Last week, House Democrats passed a $25 billion bailout of the U.S. Postal Service that they say is necessary to help get them ready for the massive influx of mail-in ballots expected in the November election. They also aim to block various efforts they believe are being done to undermine the postal service, but are actually longstanding cost-saving measures to make the postal service more efficient.
President Trump and Republicans have repeatedly warned that universal mail-in voting would be a disaster. This year, we’ve seen several elections done via mail that resulted in significant problems either due to voter error, counting issues, missing ballots, or outright fraud.
Universal mail-in voting proponents on the left point to states that have been doing vote-by-mail for years as proof it can be done nationwide, but this simply isn’t the case.
“New proponents of mail balloting don’t often understand how it actually works,” says Public Interest Legal Foundation President and PJ Media contributor J. Christian Adams. “States like Oregon and Washington spent many years building their mail voting systems and are notably aggressive with voter list maintenance efforts. Pride in their own systems does not somehow transfer across state lines. Nevada, New York, and others are not and will not be ready for November.”
With just over two months before the presidential election, no amount of money could get the USPS ready for a universal mail-in election.
A secure and reliable national mail-in voting system would take years to develop. There has been enough evidence this year alone that should have ended this debate for the 2020 election and it’s about time for the left to open their eyes and see that problems with mail-in voting are happening in different states nationwide. Here are some examples of those mail-in voting failures.

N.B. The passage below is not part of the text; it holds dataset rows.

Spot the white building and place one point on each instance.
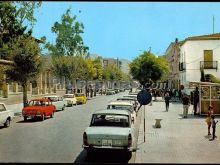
(197, 52)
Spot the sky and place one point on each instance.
(125, 29)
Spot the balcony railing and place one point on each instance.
(182, 66)
(209, 65)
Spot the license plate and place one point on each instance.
(106, 142)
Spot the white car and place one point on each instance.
(70, 99)
(6, 115)
(58, 101)
(109, 130)
(123, 105)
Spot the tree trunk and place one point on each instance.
(25, 100)
(95, 89)
(86, 88)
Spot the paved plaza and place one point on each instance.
(179, 140)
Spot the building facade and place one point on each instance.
(172, 55)
(196, 53)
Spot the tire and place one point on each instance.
(52, 114)
(25, 118)
(89, 154)
(7, 123)
(43, 117)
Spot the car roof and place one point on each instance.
(40, 99)
(126, 98)
(120, 103)
(129, 96)
(52, 96)
(112, 111)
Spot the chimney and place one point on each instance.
(176, 40)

Last month, the Associated Press reported that “more than 100,000 mail-in ballots were rejected by California election officials during the March presidential primary,” noting that the mistakes resulting in the rejection could have been resolved by in-person voting. “While polling places include workers who can assist people who have questions about filling out ballots, a voter doesn’t have support at home and so problems can arise,” they wrote.
Last week, a Paterson, N.J., City Council election was invalidated by a judge due to rampant mail-in voter fraud. State Superior Court Judge Ernest Caposela ruled that the election for a Paterson City Council seat had been irreversibly tainted. A new election has been ordered to take place in November. Four people were charged with criminal conduct in connection to the voter fraud, including a sitting councilman and a councilman-elect.
Michigan supposedly has very current voter registration lists, but, as was reported last week at PJM, “state election authorities rejected 846 ballots from people who were dead and another 1,100 ballots from people who had moved” for the August 4, primary. In Detroit alone, “72 percent of absentee ballot precincts recorded totals that didn’t match the actual number of votes,” resulting in Wayne County, the largest county in the state, calling for an investigation.